是否可以在张量流中跨多个 GPU 拆分网络？

Question

我打算运行一个非常大的循环网络（例如2048x5），是否可以在tensorflow中在一个GPU上定义一层？我应该如何实现模型才能达到最佳效率。我知道 GPU 间或 GPU-CPU-GPU 通信有开销。

Answer 1

在 TensorFlow 中将大型模型拆分到多个 GPU 上当然是可能的，但以最佳方式做到这一点是一个艰巨的研究问题。通常，您需要执行以下操作：

将代码的大块连续区域包裹在一个 with tf.device(...): 块中，命名不同的 GPU：

with tf.device("/gpu:0"):
  # Define first layer.

with tf.device("/gpu:1"):
  # Define second layer.

# Define other layers, etc.

构建优化器时，将可选参数 colocate_gradients_with_ops=True 传递给 optimizer.minimize() 方法：

loss = ...
optimizer = tf.train.AdaGradOptimizer(0.01)
train_op = optimizer.minimize(loss, colocate_gradients_with_ops=True)

（可选。

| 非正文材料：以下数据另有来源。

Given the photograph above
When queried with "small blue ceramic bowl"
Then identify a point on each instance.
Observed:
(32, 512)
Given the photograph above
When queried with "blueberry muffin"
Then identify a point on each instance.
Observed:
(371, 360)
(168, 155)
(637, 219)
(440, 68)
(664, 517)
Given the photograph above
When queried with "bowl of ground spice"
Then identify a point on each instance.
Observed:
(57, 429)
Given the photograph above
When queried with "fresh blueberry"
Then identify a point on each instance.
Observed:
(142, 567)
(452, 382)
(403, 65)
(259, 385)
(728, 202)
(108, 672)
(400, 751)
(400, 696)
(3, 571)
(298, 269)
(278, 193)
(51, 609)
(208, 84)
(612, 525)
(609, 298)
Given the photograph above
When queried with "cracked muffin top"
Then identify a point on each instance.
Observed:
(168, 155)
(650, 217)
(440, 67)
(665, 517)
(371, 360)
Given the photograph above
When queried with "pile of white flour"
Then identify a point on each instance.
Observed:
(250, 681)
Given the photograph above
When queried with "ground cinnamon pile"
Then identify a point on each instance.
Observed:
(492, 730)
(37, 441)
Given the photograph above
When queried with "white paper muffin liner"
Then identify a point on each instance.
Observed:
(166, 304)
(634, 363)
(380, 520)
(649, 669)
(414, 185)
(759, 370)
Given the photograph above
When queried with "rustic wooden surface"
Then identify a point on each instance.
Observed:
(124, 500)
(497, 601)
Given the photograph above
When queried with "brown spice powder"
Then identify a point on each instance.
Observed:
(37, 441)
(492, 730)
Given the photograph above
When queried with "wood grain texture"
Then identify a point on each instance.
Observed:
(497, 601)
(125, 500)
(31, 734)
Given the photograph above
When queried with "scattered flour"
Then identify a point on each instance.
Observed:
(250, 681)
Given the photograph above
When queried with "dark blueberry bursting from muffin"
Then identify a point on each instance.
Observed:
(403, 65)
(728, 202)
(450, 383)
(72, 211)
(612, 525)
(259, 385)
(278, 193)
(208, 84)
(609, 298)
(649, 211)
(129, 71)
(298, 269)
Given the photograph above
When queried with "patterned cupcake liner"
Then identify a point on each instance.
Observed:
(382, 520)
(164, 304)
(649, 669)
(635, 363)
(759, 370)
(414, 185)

）您可能需要在创建 tf.Session 时在 tf.ConfigProto 中启用 "soft placement"，如果您的模型中的任何操作无法运行在 GPU 上：
```
config = tf.ConfigProto(allow_soft_placement=True)
sess = tf.Session(config=config)
```

Is it possible to split a network across multiple GPUs in tensorflow?